Working these changes into the mainstream report may help AP battle the very powerful social forces that are aligned against it.

But as a separate product, neither the print nor the online component stood a chance of success.

U.S. newspapers are saddled with powerful brands that say all the wrong things to a changing marketplace. Yesterday's news, weak writing, poor storytelling. And they're functioning in a marketplace where nonlocal news content is a commodity available everywhere, even on LCD screens in elevators. Mere tinkering with the print product isn't enough. The ASAP service was not a candidate to replace the entire AP feed. And as a supplementary service, it was selling into a weakened market that was looking to reduce, not increase, nonlocal content.

The online side of ASAP had a different problem. As I told AP executives before they launched the service, the Internet works completely differently from print. If I have a copy of the newspaper in my lap, I do not have a copy of every other newspaper, every niche magazine and every newsletter in the world also sitting in my lap, crying out for my time and attention, competing with the local paper. One at a time. But on the Internet, everything is everywhere.
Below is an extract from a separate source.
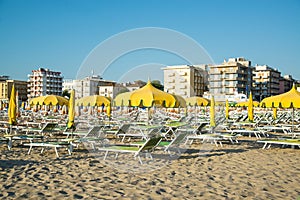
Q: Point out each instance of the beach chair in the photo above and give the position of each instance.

An Internet resource always has to compete with everything.

Comments

This is too bad. We were one of the few newspapers who were willing to pay for asap this year. We used a ton of the stories in print and ran with everything online.

I would have to say the print content was much stronger than the online stuff (which didn't live up to the PR material we received). From my experience speaking with other newspapers that didn't pick up the service, the price was extremely prohibitive in a culture that is looking to cut expenses.

Nonetheless, it was a worthy effort, and I will miss the service.

Juan Antonio Giner: "in our Young Readers Global Report for the World Association of Newspapers (WAN), one of our main recommendations was not to develop “ghetto-sections” for young readers."

Online News Squared: "asap got tons of favorable trade buzz when it launched but from Squared's standpoint inside one of AP's biggest members, it just didn't make sense. A high cost structure to fund a new organization that probably, in a true startup, would have been multiple times smaller, didn't help."

Doug Fisher: "AP continued to distribute "asap" through its members' Web sites. But the 18-to-34 set isn't going to "newspaper.com" to start or end the day -- or much in the middle, for that matter. Those readers tend to go to more socially oriented sites that let them share stories, photos, experiences, etc. Most newspaper sites are still far from that."